Geschändetes Denkmal für das Massaker: „Wir entschuldigen uns nicht für Jedwabne“, hatte jemand 2011 daran geschmiert Quelle: pa/dpa/PAP/Artur Reszko
Das umstrittene polnische Holocaust-Gesetz ist erstmals zur Grundlage für eine Klage vor Gericht geworden.
  • Die konservative Polnische Liga gegen die Diffamierung reichte Klage gegen das Nachrichtenportal Página 12 ein.
  • Die argentinische Nachrichtenseite habe angeblich ein Bericht über das Massaker von Jedwabne manipulativ bebildert.

DIE WELT

Einen Tag nach seinem Inkrafttreten ist das umstrittene polnische Holocaust-Gesetz erstmals zur Grundlage für eine Klage vor Gericht geworden: Die konservative Polnische Liga gegen die Diffamierung (RDI) reichte am Freitag Klage gegen das argentinische Nachrichtenportal Página 12 ein, weil dieses mit einem Bericht über ein Pogrom gegen Juden „der polnischen Nation Schaden zugefügt“ habe.
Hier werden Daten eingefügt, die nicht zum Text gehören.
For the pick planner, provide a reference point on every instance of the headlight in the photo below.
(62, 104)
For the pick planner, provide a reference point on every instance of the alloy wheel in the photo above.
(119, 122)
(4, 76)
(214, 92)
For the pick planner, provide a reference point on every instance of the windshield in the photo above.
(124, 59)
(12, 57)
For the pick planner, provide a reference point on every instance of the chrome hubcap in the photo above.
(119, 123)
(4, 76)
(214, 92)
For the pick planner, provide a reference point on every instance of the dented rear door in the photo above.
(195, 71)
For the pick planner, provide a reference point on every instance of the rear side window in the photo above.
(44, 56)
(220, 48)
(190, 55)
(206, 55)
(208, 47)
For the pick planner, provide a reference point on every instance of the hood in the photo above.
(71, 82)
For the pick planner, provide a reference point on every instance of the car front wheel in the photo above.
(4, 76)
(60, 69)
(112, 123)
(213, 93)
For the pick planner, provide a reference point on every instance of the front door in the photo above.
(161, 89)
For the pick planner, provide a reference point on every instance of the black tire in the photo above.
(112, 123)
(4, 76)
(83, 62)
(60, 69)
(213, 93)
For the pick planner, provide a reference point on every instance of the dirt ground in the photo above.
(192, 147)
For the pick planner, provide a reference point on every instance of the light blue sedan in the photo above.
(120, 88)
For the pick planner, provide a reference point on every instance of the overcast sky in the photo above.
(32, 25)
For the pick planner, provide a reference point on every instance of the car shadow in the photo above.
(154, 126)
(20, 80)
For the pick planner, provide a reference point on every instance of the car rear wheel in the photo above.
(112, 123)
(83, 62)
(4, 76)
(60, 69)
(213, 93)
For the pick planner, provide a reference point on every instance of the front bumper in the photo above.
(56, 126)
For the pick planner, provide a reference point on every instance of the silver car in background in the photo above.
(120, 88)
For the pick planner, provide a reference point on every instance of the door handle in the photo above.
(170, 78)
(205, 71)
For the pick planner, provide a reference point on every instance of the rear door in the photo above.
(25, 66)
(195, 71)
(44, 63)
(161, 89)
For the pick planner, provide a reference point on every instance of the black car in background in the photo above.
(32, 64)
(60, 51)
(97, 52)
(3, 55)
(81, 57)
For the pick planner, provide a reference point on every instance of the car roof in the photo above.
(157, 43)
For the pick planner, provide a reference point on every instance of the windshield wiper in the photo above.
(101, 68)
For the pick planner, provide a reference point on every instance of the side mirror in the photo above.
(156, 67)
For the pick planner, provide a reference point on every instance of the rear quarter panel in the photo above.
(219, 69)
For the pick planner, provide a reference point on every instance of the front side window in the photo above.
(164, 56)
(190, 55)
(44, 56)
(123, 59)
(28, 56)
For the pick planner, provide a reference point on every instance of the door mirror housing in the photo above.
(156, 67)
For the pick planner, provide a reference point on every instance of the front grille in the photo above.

Die Gruppierung stützt sich dabei auf das Gesetz, das erst am Donnerstag in Kraft getreten war. Es sieht unter anderem Geldstrafen und bis zu drei Jahre Gefängnis vor, wenn der „polnischen Nation oder dem polnischen Staat“ eine Mitschuld an den Nazi-Verbrechen gegeben wird.